The concept of NSBE was conceived in 1995 by a group of students at the then University of Natal (later renamed to University of KwaZulu Natal). The biggest concern then amongst those students was the high number of Black Students who were registering for the Engineering degree, but for different reasons, were forced to leave the University without having achieved graduation.

The students developed various support programs geared towards reducing this failure rate. One of the programs was a Sunday afternoon networking session wherein a speaker (usually a working engineer) will be invited to come and share with the students their stories and experiences.

In 1998 the National Society of Black Engineers was officially registered and launched as a representative body of all black engineers in South Africa. Since then the organisation has embarked on various campaigns to catapult the status of black engineers in the country. Central to these campaigns have been the concept of Transformation!

Whether it is challenging the slow demographics changes in corporate companies in South Africa, whether it is questioning companies unwillingness to use the services of small and medium size companies(SMMEs) owned and manged by black engineers, whether it is addressing government incapacity to provide sufficient enforcement for Employment Equity Policy, whether it is taking on the old guard of discipline specific engineering institutions and societies – calling them to reflect the racial demographics of the country in their structures, NSBE has been there!

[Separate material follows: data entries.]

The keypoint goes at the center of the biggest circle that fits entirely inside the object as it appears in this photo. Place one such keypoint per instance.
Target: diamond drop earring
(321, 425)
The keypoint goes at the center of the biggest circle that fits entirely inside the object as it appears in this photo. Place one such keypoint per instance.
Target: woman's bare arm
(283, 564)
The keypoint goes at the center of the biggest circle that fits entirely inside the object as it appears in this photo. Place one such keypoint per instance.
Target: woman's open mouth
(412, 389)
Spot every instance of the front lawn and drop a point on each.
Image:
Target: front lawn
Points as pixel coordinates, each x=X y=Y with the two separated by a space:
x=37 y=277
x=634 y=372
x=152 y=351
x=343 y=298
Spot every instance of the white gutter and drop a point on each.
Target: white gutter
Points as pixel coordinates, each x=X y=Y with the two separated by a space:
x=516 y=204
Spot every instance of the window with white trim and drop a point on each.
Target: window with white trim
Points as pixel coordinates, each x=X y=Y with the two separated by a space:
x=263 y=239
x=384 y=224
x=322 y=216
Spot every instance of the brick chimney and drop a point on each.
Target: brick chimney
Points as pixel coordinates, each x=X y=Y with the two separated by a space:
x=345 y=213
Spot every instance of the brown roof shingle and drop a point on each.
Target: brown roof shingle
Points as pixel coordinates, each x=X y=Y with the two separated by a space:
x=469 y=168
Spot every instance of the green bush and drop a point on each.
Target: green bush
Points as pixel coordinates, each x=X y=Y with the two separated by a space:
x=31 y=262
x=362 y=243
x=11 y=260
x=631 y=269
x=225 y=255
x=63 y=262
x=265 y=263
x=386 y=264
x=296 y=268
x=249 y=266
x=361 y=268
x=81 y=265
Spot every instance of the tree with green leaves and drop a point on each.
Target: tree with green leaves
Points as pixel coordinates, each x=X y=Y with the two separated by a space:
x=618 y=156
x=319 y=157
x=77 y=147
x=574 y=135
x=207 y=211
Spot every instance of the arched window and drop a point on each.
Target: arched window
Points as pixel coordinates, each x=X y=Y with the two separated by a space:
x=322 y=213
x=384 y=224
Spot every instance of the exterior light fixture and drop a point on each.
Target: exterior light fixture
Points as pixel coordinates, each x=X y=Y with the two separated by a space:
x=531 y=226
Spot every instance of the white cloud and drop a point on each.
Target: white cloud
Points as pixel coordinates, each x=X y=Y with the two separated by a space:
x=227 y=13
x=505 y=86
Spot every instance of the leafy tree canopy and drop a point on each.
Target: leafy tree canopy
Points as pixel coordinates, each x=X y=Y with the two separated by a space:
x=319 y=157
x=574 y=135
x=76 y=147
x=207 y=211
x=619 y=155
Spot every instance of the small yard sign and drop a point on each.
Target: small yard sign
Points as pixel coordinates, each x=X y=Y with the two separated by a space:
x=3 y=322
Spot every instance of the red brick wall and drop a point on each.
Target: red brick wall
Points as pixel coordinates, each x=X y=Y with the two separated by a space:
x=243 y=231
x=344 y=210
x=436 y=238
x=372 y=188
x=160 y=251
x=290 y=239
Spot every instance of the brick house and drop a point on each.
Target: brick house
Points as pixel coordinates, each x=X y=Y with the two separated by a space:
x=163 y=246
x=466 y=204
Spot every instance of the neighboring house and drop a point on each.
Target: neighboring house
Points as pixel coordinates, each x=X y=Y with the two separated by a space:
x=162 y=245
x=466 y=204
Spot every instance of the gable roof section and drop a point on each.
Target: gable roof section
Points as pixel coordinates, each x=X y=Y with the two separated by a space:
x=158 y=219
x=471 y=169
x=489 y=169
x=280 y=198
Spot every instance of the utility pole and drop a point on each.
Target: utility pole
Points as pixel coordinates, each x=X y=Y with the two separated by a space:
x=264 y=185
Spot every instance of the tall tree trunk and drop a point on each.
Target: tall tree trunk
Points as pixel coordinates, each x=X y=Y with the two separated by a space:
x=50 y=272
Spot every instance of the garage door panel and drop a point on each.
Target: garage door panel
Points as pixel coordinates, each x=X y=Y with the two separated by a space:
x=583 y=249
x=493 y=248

The major structural changes that have been seen in the Engineering Council of South Africa can directly be attributed to NSBE interventions. Above all, NSBE has continuously embarked on community outreach programs promoting engineering as a career to the township and rural schools.

The organisation has since grown in leaps and bounds and today enjoys the respect of other national black organisation formations, corporate sector and even government. NSBE will continue advocating for the welfare of black engineers as long as the vision is has not been achieved: “the meaningful of Black engineers in the mainstream economy of South Africa”.